Como recluta, me enviaron a Módena, donde existía una especie de universidad para la formación de guerreros y líderes. Proveniente de Virgilio y Dante, el estudio de ciertos manuales que enseñaban a engañar al enemigo para matarlo me impactó tanto que, con una imprudencia insuperable, escribí en uno de ellos: – Aquí se aprende la ciencia de la imbecilidad -. Tenía un concepto muy diferente del amor a la patria. De hecho, lo concebía como amor; y amor significa servicio, búsqueda del bien, aumento del bienestar, para la creación de una convivencia más feliz: para el crecimiento, y no para la destrucción, de la vida.
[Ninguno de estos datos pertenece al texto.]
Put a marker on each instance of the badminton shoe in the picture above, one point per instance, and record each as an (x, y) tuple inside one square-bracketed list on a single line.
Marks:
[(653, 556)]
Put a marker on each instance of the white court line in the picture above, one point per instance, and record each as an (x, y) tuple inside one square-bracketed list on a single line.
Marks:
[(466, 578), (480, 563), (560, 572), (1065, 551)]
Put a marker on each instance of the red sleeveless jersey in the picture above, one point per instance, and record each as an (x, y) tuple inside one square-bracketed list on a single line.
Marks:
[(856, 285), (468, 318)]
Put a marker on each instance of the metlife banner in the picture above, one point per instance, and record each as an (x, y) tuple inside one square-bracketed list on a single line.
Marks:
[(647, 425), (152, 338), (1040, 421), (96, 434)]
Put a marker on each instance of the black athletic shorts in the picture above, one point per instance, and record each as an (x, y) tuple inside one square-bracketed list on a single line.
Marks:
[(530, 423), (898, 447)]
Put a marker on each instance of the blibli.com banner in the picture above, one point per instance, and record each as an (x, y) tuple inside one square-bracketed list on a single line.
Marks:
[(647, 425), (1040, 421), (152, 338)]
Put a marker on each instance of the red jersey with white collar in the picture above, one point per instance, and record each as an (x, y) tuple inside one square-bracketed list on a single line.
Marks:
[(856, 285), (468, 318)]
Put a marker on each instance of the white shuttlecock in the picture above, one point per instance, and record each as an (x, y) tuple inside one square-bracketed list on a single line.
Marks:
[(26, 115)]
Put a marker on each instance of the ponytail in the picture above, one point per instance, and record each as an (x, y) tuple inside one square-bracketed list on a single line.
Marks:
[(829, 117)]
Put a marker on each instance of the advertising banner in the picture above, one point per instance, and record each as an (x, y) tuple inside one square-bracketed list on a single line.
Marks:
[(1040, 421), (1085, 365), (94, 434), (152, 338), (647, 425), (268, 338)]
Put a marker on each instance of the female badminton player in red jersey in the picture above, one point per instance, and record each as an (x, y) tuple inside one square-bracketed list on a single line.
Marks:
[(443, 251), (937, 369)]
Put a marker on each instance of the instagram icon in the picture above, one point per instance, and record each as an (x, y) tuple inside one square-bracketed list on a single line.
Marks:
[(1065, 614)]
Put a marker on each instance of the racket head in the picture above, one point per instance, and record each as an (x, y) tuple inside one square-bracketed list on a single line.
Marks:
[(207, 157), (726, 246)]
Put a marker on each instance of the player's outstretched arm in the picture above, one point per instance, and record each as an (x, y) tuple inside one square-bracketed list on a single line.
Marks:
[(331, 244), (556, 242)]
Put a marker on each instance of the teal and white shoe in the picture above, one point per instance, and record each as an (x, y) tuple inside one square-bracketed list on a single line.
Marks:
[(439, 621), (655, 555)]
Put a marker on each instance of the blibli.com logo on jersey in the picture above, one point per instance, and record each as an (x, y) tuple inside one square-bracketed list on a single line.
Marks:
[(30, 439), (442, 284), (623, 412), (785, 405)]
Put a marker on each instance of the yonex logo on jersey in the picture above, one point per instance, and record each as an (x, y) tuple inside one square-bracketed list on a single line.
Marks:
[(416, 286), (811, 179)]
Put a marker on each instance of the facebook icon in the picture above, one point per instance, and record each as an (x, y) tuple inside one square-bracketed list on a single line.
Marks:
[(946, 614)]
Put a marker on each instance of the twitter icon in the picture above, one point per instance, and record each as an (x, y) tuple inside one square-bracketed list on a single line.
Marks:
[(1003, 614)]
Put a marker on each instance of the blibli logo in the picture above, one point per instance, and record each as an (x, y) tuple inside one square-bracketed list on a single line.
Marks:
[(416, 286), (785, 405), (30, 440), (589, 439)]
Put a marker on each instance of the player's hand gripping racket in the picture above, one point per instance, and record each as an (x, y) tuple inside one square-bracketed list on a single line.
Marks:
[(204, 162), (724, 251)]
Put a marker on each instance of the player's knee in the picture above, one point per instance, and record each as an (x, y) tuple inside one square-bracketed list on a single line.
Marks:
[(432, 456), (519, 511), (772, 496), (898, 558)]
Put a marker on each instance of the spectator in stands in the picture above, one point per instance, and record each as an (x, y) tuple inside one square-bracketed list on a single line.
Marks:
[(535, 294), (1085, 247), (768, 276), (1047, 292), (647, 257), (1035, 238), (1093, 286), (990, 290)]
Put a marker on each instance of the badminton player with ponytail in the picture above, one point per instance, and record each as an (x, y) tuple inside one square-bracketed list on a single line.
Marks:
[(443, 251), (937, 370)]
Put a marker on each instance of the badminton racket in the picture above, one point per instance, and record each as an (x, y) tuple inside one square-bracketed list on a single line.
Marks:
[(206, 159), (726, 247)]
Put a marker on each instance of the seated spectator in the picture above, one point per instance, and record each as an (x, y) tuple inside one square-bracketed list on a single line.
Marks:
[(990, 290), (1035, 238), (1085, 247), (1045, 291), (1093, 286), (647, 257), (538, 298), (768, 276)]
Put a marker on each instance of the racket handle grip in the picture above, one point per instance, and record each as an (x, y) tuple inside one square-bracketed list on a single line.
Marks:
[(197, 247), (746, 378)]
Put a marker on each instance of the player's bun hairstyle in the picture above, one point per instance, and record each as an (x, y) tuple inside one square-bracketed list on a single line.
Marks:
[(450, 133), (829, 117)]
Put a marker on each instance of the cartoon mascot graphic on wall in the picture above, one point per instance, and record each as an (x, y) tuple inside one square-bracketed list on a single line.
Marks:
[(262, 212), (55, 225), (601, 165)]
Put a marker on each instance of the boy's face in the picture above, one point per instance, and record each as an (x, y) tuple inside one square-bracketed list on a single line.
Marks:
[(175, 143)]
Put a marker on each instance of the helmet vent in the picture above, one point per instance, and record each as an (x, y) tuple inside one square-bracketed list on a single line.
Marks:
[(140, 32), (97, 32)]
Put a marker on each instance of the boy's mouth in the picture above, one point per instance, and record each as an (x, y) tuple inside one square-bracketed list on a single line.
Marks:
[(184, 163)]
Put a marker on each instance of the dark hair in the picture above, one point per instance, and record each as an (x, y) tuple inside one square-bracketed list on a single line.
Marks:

Pero yo era joven y no entendía el razonamiento de los viejos, a quienes no les importaba comprender: se aturdían con desfiles y gritaban consignas para narcotizarse.

[…]

Tras unas semanas, tras graduarme en Módena, volví a casa para ir al frente. Abracé a mi madre, a mi padre, a mis hermanos y hermanas (en mi casa, los abrazos eran muy raros) y tomé el tren. Desde el tren vi el mar por primera vez, mucho más ancho que el Aniene; y fue como si hubiera cumplido con uno de los deberes de mi existencia: en tres días, llegué a las trincheras del Isonzo con el ciento once Regimiento de Infantería.

¡La trinchera! En ella, de la escuela paseé a la vida, entre los brazos de la muerte con las salvas de los cañones. […]

Si disparaba cinco o seis tiros al aire, lo hacía por necesidad: nunca quería apuntar el cañón del fusil hacia las trincheras enemigas, por miedo a matar a un hijo de Dios. […]

Si todos esos días pasados ​​en el fondo de las trincheras, contemplando juncos, matas de zarzas, nubes aburridas y azules brillantes, los hubiéramos dedicado a trabajar, se habría producido una riqueza capaz de satisfacer todas las necesidades por las que se libró la guerra. Claro, pero esto era un razonamiento; y la guerra es un antirrazonamiento.

Igino Giordani
Memorias de un cristiano ingenuo, Ciudad Nueva, Madrid, 2005.